Pipelines like this have two properties we want to exploit: first, they force an order of execution on the functions in the pipeline. The earlier stages in the pipeline have to produce an answer before the later stages consume it, even if all the functions in the pipeline are lazy pure functional. Second, we can abstract out the argument we are daisy chaining through the stages.
Let’s use this in a real problem. Our task is to build a binary tree where each node has a serial number. The serial number will be our right hand argument which is daisy chained through the computation.
(defun next-sn (sn) (values sn (1+ sn))) (defun curried-make-node (depth children) (curried-compose (lambda (sn) (curried-values (cons (cons depth sn) children))) #’next-sn)) (defun curried-make-tree (depth) (if (zerop depth) (curried-make-node depth nil) (curried-compose (lambda (left-branch) (curried-compose (lambda (right-branch) (curried-make-node depth (list left-branch right-branch))) (curried-make-tree (1- depth)))) (curried-make-tree (1- depth)))))
curried-make-tree
returns a curried function. It
hasn’t built a tree, but built a function that builds the
tree once it gets the serial number passed in.
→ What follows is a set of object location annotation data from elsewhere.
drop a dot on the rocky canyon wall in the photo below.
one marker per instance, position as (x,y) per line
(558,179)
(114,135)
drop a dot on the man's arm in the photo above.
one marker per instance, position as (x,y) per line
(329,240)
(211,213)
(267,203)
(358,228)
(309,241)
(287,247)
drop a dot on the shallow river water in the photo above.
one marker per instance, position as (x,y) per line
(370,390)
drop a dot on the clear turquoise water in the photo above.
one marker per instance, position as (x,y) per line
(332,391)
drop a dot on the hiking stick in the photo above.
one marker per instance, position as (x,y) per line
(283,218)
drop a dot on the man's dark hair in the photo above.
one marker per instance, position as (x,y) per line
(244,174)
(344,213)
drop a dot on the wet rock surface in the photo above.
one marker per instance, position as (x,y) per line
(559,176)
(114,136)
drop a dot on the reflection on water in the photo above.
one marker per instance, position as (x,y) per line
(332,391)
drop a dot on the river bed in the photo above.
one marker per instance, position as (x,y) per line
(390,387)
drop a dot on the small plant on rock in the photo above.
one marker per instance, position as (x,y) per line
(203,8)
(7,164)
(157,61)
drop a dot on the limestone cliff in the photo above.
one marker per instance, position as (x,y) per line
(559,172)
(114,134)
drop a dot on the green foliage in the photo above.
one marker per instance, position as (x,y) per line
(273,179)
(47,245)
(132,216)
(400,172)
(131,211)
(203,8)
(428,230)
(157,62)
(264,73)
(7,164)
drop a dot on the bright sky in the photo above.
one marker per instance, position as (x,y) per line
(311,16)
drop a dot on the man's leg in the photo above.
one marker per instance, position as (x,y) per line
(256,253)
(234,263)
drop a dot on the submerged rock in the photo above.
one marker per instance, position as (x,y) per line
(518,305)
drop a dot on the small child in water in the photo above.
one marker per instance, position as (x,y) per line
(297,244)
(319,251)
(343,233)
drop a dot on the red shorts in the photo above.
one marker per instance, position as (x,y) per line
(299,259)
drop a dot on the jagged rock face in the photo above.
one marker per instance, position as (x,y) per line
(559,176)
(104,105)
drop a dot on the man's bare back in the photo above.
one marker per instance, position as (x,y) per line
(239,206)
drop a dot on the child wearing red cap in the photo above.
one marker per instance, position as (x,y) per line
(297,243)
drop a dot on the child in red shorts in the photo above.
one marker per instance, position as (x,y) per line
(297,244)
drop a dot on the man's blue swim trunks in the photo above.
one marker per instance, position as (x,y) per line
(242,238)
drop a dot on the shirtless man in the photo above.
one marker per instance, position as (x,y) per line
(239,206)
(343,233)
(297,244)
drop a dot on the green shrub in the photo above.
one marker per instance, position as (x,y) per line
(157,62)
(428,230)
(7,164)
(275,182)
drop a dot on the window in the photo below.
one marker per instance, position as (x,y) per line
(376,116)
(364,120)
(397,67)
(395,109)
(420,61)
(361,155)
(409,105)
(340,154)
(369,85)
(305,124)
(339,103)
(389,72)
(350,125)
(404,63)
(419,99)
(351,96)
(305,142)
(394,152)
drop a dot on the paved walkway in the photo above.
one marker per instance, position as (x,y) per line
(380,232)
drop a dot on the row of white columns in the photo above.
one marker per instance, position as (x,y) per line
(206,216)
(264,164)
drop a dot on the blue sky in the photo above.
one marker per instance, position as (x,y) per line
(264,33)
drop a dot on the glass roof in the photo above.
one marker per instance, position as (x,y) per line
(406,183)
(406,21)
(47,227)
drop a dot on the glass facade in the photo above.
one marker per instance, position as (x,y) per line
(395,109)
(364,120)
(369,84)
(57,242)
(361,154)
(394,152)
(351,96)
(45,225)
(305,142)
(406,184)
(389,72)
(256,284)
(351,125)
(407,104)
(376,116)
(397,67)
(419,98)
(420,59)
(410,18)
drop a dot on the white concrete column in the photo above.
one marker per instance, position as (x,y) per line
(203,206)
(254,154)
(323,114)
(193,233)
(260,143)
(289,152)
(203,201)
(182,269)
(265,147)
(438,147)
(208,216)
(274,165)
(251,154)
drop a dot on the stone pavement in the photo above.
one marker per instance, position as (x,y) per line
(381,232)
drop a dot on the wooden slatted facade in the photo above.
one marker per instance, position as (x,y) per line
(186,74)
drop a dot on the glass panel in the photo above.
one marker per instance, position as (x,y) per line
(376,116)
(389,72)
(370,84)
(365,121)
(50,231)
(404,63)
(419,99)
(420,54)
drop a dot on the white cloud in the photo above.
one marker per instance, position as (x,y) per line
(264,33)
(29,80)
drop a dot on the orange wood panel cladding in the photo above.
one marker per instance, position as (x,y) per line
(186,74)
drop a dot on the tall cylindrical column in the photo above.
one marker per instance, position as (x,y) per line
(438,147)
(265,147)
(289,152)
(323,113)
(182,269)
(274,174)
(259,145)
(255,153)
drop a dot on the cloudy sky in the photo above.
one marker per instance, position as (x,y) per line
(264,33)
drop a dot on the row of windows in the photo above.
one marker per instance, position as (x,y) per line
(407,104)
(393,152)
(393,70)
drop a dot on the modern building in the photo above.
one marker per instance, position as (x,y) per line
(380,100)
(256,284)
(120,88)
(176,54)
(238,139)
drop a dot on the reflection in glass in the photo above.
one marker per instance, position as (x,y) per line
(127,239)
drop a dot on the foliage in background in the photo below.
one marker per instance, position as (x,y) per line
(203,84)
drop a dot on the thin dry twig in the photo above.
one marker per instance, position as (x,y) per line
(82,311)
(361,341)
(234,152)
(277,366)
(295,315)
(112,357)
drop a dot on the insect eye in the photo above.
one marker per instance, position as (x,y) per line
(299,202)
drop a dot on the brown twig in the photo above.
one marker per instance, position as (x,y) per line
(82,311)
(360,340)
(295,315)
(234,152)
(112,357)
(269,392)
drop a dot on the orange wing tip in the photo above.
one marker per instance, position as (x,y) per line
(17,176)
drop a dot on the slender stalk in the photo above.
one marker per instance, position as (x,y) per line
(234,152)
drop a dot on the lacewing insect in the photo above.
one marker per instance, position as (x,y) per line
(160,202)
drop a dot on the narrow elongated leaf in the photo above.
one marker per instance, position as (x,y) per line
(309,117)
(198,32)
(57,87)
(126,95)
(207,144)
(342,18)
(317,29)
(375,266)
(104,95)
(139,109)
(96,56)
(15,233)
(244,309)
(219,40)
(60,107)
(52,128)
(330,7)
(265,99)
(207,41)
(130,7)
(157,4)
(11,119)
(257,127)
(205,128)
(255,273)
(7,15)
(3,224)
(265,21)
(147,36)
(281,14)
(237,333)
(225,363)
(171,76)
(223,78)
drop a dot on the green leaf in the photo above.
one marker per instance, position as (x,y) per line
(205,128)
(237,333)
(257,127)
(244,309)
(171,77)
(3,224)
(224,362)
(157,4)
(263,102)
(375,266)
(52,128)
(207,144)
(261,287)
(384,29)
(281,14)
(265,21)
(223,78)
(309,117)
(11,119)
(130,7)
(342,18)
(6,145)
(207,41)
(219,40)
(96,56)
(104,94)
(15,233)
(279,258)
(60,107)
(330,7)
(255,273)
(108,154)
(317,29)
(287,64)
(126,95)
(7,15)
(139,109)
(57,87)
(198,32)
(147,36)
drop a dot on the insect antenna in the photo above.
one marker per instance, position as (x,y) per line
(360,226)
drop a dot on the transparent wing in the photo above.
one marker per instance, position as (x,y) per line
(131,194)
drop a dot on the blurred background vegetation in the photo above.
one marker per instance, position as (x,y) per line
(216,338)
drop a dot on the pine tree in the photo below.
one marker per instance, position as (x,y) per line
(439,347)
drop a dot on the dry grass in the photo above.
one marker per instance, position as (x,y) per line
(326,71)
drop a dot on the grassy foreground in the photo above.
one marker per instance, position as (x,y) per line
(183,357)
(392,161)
Notice these two things: we have no global state or assignment, but
we get a serial number that is incremented for each node. The
serial number is passed around as the curried right hand argument
and returned as the right hand value. Notice, too,
that curried-make-tree
has no mention of the serial
number. It is a hidden variable.
curried-compose
is reminiscent of a let
expression, so we can create some analagous syntactic sugar:
(defmacro LetM (((var val) &rest more) &body body) ‘(curried-compose (lambda (,var) ,@(if more ‘((LetM ,more ,@body)) body)) ,val)) (defun curried-make-tree (depth) (if (zerop depth) (curried-make-node depth nil) (LetM ((left-branch (curried-make-tree (1- depth))) (right-branch (curried-make-tree (1- depth)))) (curried-make-node depth (list left-branch right-branch)))))
There is a special name for the inner lambda that is expecting the
right hand argument. It is a “monad”. curried-values
is the monad “unit”, and curried-compose
is the monad
“bind”.
As I mentioned in a previous post, it makes more sense to use this approach in a lazy functional language. The chain of curried functions force sequential evaluation because the output of each curried function must be computed before it becomes the input of the next curried function. The right hand argument that is threaded through the curried calls can be used as a “store” that is (functionally) updated by each curried function before passing it along, giving you the illusion of mutable storage.
A monad is how
you embed an imperative language within a pure, lazy, functional
language. But in a mixed language like Lisp, you can force
sequential evaluation by progn
and the store is
actually mutable, so there is less of a need for monads.
Nonetheless, they provide a way to “hide” a variable that
is threaded through the curried functions and that can come in
handy. For example, if you are doing I/O, you can hide the stream
variable so you don’t have to pass it along to every
intermediate function.
1 comment:
Indeed I find it handy to use the monad paradigm while doing CPS, where you hide the continuation.